Избранные письма. Том 1
Шрифт:
А что, в Арзамасе некому поручить переписывать Вашу пьесу заблаговременно?
Видите ли, мы еще не знаем, что мы будем репетировать с 10 августа. Предполагалось, что я буду заканчивать постановку «Столпов общества», а когда приедет Константин Сергеевич (не раньше 20-го), то будут репетировать «Власть тьмы». Мне же начинает казаться, что в августе, до половины сентября, лучше заняться Вашей новой пьесой, отложив «Столпы общества». И вот в этом случае малое количество экземпляров может произвести задержку. Если бы их было хоть два!
За бутафорию заранее спасибо[647]. Накупайте что можете, за все заплатим.

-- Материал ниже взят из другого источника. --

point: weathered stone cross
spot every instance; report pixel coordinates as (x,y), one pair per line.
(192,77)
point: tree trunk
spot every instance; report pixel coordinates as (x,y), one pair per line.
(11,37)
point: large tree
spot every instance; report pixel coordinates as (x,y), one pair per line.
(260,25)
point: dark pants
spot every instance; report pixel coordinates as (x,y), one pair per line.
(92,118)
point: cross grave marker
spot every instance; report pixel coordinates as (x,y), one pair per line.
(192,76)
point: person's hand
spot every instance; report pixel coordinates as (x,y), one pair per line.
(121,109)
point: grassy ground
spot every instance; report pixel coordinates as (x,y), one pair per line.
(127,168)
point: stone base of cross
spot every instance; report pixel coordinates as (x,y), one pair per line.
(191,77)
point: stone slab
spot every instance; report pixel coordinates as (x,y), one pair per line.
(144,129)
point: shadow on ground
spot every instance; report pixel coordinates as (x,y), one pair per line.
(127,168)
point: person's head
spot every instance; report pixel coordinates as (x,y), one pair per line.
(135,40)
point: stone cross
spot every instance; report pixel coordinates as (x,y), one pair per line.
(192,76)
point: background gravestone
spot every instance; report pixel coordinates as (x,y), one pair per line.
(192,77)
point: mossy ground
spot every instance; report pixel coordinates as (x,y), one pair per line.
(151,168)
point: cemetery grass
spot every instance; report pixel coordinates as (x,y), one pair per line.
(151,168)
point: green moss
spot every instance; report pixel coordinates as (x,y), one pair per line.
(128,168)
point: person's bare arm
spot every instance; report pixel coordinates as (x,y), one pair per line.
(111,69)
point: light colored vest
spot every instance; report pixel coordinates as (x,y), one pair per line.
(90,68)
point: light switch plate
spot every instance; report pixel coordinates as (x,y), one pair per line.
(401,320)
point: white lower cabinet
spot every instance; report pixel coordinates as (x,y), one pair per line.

В Ялте жарко, но хорошо, потому что можно славно купаться в море и спать на балконе — за этими двумя удовольствиями я и приехал сюда.
А что насчет маленьких
До свидания. Крепко жму Вашу руку.
Вл. Немирович-Данченко
{274} Бумагу Святополку приготовил. А Константин Константинович ездит по Волге и о здоровье его ходят упорно странные слухи.
124. В. В. Лужскому[648]
27 июля 1902 г. Ялта
Ялта. «Россия»
27 июля
Дорогой Василий Васильевич!
В Вашем обстоятельном письме есть подробности, на которых хочется остановиться. Конечно, обо всем можно было бы столковаться и в Москве, но знаю по опыту, что большое удобство знать мнения друг друга заранее.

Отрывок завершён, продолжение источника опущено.